President Obama’s statement Friday that the private sector is “doing fine” drew so much ridicule that he was forced to backtrack hours later. But it’s clear that Obama and many other Democrats see job problems — and solutions — starting and stopping with government employment.
A quick look at payroll stats shows that’s not the case.
Private-sector jobs are still down by 4.6 million, or 4%, from January 2008, when overall employment peaked. Meanwhile government jobs are down just 407,000, or 1.8%. Federal employment actually is 225,000 jobs above its January 2008 level, an 11.4% increase. That’s right, up 11.4%.
Private payrolls have been trending higher in the last couple of years while government has been shedding staff. But that’s because governments did not cut jobs right away. Overall government employment didn’t peak until April 2009, 16 months after the recession started. It didn’t fall below their January 2008 level until September 2010.
The recession was boomtime for federal employment, especially after Obama took office. Federal jobs kept rising (excluding a temporary Census surge in early 2010) until March 2011 — more than three years after overall payrolls peaked.

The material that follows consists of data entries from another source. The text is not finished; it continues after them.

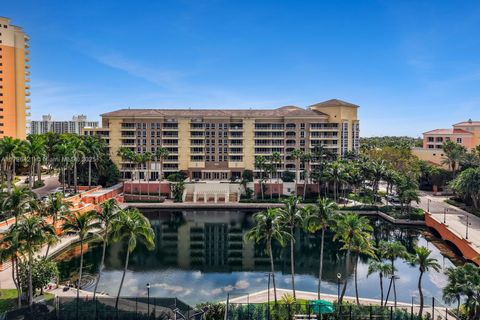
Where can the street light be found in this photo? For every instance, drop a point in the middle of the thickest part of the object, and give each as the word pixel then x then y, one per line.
pixel 148 299
pixel 339 277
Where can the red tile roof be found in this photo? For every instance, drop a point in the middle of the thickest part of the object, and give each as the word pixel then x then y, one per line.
pixel 448 131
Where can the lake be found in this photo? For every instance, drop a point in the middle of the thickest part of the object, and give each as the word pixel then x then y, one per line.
pixel 201 255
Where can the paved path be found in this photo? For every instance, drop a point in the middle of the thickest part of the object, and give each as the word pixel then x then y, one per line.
pixel 262 297
pixel 455 218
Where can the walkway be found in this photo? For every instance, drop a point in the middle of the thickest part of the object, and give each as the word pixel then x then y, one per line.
pixel 451 223
pixel 262 297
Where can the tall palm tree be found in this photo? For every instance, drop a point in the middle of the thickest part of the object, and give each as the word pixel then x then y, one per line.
pixel 32 233
pixel 276 160
pixel 55 207
pixel 351 229
pixel 80 224
pixel 306 160
pixel 297 156
pixel 268 227
pixel 422 259
pixel 78 153
pixel 392 251
pixel 133 226
pixel 383 269
pixel 93 148
pixel 18 202
pixel 107 214
pixel 291 217
pixel 320 217
pixel 10 150
pixel 364 247
pixel 260 163
pixel 160 155
pixel 35 151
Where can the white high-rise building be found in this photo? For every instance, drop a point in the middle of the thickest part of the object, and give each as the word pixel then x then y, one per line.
pixel 73 126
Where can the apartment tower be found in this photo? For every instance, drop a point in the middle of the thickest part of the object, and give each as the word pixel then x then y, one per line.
pixel 220 144
pixel 14 78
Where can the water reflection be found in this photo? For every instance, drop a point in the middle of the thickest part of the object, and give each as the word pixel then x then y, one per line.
pixel 202 256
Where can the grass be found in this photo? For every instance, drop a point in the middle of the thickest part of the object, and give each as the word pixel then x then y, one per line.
pixel 8 299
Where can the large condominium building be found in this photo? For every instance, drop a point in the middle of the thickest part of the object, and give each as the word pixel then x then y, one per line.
pixel 14 78
pixel 76 125
pixel 220 144
pixel 465 133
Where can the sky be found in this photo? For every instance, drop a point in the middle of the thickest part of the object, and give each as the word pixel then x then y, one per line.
pixel 411 66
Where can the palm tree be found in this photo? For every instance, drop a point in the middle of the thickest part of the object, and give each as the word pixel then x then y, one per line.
pixel 297 156
pixel 18 202
pixel 77 149
pixel 306 160
pixel 133 226
pixel 81 224
pixel 422 259
pixel 260 163
pixel 107 214
pixel 351 229
pixel 392 251
pixel 360 246
pixel 268 227
pixel 35 151
pixel 93 147
pixel 32 234
pixel 160 155
pixel 276 159
pixel 55 208
pixel 383 269
pixel 10 150
pixel 291 217
pixel 319 217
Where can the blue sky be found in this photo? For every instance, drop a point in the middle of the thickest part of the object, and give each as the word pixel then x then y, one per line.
pixel 411 65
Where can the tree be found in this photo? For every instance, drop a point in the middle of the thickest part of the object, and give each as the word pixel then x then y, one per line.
pixel 80 224
pixel 392 251
pixel 383 270
pixel 361 246
pixel 18 202
pixel 93 147
pixel 453 154
pixel 35 151
pixel 291 216
pixel 134 227
pixel 297 156
pixel 260 164
pixel 107 215
pixel 32 233
pixel 351 229
pixel 320 217
pixel 55 207
pixel 467 184
pixel 160 155
pixel 268 227
pixel 10 150
pixel 422 259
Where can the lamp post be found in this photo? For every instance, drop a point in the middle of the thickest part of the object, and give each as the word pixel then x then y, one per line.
pixel 339 277
pixel 148 299
pixel 466 233
pixel 268 293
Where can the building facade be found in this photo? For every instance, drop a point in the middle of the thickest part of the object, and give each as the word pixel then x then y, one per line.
pixel 466 133
pixel 14 79
pixel 76 125
pixel 221 144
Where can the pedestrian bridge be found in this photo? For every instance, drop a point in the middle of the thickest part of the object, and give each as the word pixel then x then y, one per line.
pixel 469 251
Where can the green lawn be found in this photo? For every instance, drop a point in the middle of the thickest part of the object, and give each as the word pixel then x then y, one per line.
pixel 8 299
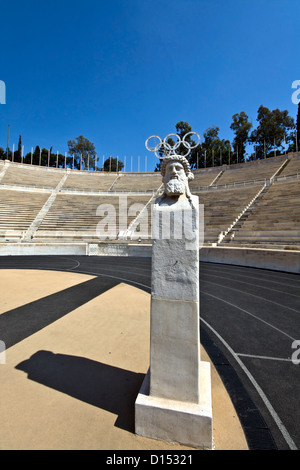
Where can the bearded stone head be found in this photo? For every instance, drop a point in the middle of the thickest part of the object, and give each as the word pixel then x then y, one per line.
pixel 176 174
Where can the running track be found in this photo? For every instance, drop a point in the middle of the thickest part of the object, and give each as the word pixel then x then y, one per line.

Obama’s 2009 stimulus did little to revive private jobs, but did funnel massive funding to state and local governments. That, however, only delayed the day of reckoning for states and cities to curb spending. They finally did significantly slash jobs in 2010 and 2011. But those layoffs have slowed to a crawl in recent months — averaging less than 3,500 job cuts a month since November.
It’s easy to argue that Obama’s tunnel vision on government employment reflects his complete lack of experience in the business world. But it’s also mainstream Democratic thinking.
The Wisconsin recall election was about liberals’ zeal to maintain government employees’ privileges far and above those of struggling private sector workers who pay their salaries.